行驶了十多米,大概是马车里的人说了什么,驾驶马车的车夫又停下马车。
一侧窗子里厚厚的布帘动了一动,露出一点缝隙。
从那点缝隙中隐约能看见流金似的长发。
一个宛如低声调的琴弦般动听,却淡漠得毫无感情的声音从里面传了出来。
“我在路上听说,少祭在这里,是吗”
原本已经转身打算离去的萨尔狄斯脚步一顿,他回头,异色眼眸盯着窗子缝隙中露出的和他相似的金色长发。
好一会儿之后,他才回答了奥佩莉拉王妃的话。
他说“是。”
他只说是,不曾多说一个字。
得到回答的王妃亦没有再开口说话。
布帘落下来,重新严严实实地挡住窗口。
马车再度行驶了起来,逐渐远去。
夜晚已经降临,政事房里的灯火已经点燃。
纳迪亚用粗糙的手指摩挲着下巴上的疤痕,盯着弥亚看了半天。
弥亚被他看得不自在,忍不住问“你一直盯着我看什么”
纳迪亚纳闷地说“我看了半天,也看不出你和王妃有哪里相似。”
“啊”
“我怎么看怎么觉得,比起这边这位王子,你才更像是王妃的亲生儿子。”
“”
弥亚无语地移开目光,懒得搭理这个胡说八道的家伙。
纳迪亚一摊手。
“我又没乱说,她对你真的就和别人不一样。安提斯特,你说是不是”
坐在一旁铺着软垫的木椅上,安提斯特沉思了一下,难得没有反驳纳迪亚的话,而是点了点头。

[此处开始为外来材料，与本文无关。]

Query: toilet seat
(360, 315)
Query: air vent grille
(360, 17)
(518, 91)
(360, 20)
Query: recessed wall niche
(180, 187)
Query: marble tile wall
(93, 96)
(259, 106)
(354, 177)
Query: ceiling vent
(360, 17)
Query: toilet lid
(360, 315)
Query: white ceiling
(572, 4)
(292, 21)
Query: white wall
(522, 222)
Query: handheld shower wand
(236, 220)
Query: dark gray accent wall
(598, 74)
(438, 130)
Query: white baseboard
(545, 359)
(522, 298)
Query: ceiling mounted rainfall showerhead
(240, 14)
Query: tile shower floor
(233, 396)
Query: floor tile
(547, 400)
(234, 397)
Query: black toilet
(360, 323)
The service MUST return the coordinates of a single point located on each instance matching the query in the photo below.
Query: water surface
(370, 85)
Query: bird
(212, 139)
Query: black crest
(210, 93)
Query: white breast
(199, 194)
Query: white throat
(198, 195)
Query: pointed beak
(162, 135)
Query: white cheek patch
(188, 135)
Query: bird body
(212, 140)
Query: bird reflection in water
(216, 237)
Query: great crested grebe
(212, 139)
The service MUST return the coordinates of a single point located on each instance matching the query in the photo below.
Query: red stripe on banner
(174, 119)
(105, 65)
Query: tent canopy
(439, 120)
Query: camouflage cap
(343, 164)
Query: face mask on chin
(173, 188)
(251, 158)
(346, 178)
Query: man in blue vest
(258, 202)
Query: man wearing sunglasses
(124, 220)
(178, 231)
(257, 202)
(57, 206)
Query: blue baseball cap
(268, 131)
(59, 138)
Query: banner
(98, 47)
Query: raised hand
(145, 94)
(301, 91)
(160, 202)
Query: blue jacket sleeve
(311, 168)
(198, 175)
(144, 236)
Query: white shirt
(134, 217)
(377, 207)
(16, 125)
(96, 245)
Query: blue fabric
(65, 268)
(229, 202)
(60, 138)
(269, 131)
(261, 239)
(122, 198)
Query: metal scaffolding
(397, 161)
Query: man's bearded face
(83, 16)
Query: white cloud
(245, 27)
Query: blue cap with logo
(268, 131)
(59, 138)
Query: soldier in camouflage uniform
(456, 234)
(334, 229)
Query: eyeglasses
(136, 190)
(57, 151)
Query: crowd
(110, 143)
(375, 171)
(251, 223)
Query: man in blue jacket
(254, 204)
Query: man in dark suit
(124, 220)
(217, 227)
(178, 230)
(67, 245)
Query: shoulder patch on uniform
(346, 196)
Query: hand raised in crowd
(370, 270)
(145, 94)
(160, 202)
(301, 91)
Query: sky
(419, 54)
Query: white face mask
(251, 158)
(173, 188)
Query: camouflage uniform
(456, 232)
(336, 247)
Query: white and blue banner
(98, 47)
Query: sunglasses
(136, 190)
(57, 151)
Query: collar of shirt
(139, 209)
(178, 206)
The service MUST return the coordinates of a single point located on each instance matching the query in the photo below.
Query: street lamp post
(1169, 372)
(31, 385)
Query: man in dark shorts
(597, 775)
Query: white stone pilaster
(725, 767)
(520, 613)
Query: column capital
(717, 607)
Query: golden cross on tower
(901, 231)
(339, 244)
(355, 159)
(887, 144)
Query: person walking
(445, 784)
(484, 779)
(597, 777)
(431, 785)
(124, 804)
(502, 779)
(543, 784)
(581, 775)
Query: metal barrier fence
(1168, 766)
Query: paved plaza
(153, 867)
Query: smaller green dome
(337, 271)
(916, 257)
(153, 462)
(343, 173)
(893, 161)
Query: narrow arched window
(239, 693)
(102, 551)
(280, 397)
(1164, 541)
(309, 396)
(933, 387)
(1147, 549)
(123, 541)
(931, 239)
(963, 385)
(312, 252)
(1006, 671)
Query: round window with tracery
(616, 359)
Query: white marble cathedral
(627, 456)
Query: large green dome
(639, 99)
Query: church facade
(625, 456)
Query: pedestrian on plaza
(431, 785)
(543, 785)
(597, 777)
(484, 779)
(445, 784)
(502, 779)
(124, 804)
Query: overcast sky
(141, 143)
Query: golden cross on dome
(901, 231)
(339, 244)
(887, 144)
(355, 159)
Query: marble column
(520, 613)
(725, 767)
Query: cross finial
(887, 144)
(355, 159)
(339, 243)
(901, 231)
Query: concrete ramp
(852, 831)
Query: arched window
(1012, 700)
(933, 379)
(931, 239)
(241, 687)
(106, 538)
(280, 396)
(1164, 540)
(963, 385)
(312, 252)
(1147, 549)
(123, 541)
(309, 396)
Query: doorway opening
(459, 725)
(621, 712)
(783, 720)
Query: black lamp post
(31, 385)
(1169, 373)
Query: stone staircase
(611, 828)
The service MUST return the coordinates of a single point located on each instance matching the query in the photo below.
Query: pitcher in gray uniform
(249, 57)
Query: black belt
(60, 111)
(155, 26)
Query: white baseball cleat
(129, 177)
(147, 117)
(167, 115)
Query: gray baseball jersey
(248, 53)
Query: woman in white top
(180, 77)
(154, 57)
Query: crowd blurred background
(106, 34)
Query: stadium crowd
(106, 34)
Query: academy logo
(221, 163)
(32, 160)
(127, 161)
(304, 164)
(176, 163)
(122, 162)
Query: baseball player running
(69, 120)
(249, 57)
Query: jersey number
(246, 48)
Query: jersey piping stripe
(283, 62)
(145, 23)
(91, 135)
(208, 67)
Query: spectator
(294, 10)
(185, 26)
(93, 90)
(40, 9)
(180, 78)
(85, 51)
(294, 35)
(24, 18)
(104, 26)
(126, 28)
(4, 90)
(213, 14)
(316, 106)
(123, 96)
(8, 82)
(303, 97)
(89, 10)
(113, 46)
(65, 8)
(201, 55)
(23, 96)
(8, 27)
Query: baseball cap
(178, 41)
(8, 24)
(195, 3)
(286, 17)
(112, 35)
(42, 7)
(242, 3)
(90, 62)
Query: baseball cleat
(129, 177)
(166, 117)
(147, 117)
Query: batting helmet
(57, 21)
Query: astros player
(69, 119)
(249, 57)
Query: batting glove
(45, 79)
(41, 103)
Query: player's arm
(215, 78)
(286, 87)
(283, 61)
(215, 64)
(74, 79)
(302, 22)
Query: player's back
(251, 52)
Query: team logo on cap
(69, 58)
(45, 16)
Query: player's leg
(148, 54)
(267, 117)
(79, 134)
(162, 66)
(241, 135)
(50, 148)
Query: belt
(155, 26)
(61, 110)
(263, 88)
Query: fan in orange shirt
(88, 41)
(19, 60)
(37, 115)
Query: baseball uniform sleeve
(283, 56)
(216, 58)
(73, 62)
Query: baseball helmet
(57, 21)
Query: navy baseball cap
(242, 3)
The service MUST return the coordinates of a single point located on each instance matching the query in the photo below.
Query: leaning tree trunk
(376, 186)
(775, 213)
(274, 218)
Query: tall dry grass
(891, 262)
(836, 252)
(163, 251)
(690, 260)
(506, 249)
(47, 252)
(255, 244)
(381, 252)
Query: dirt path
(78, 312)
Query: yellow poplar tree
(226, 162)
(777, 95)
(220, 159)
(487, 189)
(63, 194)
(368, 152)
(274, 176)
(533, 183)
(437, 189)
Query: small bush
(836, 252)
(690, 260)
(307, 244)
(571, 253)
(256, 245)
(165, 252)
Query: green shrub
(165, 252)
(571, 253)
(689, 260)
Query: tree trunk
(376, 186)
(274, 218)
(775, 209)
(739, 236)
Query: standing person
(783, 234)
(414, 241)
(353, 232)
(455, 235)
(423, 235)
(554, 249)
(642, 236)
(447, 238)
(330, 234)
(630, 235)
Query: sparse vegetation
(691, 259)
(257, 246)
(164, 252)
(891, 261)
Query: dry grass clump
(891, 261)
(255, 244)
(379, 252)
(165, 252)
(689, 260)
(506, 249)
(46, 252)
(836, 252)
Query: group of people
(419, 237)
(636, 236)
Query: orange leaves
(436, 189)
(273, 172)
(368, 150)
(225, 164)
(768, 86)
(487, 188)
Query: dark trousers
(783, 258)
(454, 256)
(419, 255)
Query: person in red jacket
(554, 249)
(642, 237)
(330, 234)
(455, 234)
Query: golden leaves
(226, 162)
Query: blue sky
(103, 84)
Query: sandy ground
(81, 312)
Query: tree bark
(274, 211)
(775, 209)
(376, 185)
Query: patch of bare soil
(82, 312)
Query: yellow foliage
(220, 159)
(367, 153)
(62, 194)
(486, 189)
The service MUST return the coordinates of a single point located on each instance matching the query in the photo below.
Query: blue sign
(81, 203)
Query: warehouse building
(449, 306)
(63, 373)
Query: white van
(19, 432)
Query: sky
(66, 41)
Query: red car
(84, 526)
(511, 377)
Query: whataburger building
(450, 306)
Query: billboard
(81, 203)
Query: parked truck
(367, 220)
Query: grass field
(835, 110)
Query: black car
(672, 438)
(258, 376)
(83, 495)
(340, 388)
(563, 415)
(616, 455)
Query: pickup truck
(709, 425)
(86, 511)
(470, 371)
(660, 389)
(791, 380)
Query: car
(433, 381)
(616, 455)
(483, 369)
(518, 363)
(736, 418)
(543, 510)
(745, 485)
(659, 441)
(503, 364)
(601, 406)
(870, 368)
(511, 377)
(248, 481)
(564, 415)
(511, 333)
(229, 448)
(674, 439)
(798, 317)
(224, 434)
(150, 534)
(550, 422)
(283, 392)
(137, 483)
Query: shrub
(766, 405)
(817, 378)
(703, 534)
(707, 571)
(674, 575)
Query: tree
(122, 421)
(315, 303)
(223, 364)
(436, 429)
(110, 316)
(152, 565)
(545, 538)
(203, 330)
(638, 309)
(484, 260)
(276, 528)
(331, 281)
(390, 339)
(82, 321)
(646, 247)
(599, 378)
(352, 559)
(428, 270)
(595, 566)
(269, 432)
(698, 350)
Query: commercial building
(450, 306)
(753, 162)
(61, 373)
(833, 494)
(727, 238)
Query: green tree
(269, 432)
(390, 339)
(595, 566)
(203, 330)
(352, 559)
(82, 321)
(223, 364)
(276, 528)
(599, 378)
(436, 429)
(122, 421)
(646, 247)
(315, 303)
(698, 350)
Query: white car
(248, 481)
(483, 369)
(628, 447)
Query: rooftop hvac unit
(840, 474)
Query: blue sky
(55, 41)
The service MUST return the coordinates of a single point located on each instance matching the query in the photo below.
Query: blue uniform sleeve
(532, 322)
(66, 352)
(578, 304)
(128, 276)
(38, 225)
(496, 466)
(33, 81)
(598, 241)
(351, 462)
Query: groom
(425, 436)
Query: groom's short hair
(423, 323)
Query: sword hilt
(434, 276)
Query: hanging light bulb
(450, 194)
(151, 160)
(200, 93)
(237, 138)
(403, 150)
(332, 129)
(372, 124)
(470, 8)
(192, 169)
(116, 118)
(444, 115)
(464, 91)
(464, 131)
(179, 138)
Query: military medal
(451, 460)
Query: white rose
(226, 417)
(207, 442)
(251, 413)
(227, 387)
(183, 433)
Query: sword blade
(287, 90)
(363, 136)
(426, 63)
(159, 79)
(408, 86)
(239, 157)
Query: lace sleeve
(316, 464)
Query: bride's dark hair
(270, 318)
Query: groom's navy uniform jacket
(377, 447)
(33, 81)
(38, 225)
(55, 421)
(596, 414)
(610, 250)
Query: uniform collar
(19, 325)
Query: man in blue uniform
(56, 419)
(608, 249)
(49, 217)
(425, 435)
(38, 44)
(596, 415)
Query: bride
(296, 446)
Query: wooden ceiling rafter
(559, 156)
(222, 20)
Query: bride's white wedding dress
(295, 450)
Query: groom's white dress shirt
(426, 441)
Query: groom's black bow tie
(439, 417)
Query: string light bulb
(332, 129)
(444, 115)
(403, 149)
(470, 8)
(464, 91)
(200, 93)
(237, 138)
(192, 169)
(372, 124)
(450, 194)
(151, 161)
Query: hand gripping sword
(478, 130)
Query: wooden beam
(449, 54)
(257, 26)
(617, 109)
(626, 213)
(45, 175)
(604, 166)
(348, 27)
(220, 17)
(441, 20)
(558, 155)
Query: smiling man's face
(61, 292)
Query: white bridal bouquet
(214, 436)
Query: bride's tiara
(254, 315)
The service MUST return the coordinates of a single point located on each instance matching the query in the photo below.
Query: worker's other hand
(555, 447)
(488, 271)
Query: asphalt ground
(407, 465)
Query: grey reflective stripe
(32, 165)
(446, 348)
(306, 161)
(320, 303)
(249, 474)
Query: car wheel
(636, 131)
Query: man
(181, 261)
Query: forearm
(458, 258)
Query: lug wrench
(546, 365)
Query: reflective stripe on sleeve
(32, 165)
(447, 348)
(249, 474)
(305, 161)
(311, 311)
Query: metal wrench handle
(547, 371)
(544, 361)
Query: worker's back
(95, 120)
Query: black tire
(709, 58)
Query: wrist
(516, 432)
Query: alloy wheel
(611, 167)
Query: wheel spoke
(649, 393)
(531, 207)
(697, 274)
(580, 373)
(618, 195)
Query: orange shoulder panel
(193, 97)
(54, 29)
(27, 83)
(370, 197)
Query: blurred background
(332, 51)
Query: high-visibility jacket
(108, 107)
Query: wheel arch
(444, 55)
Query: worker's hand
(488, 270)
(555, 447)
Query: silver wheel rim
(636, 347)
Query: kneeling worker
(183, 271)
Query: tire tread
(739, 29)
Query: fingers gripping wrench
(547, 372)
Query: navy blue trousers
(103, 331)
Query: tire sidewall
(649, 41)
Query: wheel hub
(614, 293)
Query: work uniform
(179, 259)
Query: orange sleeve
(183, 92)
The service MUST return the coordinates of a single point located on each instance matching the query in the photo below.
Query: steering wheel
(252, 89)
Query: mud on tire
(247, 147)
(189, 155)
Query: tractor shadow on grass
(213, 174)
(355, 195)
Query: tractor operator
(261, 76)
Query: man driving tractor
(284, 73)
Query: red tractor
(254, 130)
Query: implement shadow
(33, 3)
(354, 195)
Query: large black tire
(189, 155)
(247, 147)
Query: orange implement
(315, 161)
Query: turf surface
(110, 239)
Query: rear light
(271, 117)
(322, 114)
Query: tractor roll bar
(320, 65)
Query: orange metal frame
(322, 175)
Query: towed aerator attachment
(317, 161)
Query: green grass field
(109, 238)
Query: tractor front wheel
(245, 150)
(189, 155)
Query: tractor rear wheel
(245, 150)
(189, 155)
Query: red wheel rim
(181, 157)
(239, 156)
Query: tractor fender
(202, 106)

“嗯。”他说,“虽然不知道为什么,但是从以前开始,王妃对弥亚的态度似乎就和其他人不一样。”
以大祭司的身份,所以比他人更加容易接触王妃的伊缇特比纳迪亚更能体会到这一点。
他抬头,看向弥亚。
“弥亚,你知道原因吗”
弥亚正要摇头,忽然晃神了一下。
寂静的房间里,那只柔软白皙的手指捧着他的颊。
一个极轻的吻落在他的额头上。
微不可闻的声音在他耳边响起。
她说你是希望。
“弥亚”
萨尔狄斯的喊声唤醒了失神的弥亚。
弥亚从突然浮现出的记忆中醒来,他一抬头,对上了紧紧地凝视着他的异色双眸。
他想起王妃曾经对他说过的话。
他想起月神的老祭司曾经对他说过的预言。
希望。
那究竟是
思索着的弥亚刚打算将他想不明白的事情说出来,突然一个沉闷的脚步声从外面传来。
一名身穿白甲的中年将军走进政事房。
他的眉头紧皱着,陷出深深的川字纹。
他的脸上神色郁积,眉宇间透出一丝疲惫,眼底沉着浓浓的忧色。
枪之骑士团的统帅沙拉姆。
老将军纳尔特之子。
亦是被废的王太子帕斯特的舅父。
进入房间后,他一抬眼,目光从萨尔狄斯和弥亚两人身上扫过。
这一刻,他的眼底流露出极为复杂的神色。
他和对面的两人本该是敌人。
王位之争,注定他们之间的斗争不可能罢休。
以他和他的父亲的性子,哪怕是玉石俱焚,也不可能向萨尔狄斯低头。
可是现在
沙拉姆向前一步,他俯身,单膝落地,跪在萨尔狄斯身前。
他低着头,沉声道“沙拉姆奉陛下遗令,率领枪之骑士团归于您的麾下。”
“不久之前,我南下赶去迪迈兹城救援,中途接到陛下的密令,禁止我前往迪迈兹城。”
说到这里,沙拉姆顿了顿。
他按在地上的手攥紧成拳,攥得很用力,显然是在拼命地压抑着自己。
深吸一口气,勉强压住心底的不甘,他闭上眼,继续说了下去。
“亦禁止我继续南下去救援王城。”
在接到戴维尔王的密令的那一刻,他就明白了陛下的打算。
陛下舍弃了王城。
舍弃了王城里的王太子。
那个时候,他愤怒于戴维尔王的决定。
他心里无法抑制地充满了不甘和失望。
但是同时,他又不得不认同戴维尔王的决定。
戴维尔王做出的是正确的决断。
不顾一切救援王城,只会将波多雅斯拖入无止尽的战争中,最终耗尽国力而亡。
以儿子和舅父的身份,他想要不顾一切地率兵前往王城。
哪怕和父亲以及王太子一起战死在王城
只是最终,他选择了自己身为枪之骑士团统帅的身份。
一切为了波多雅斯的未来。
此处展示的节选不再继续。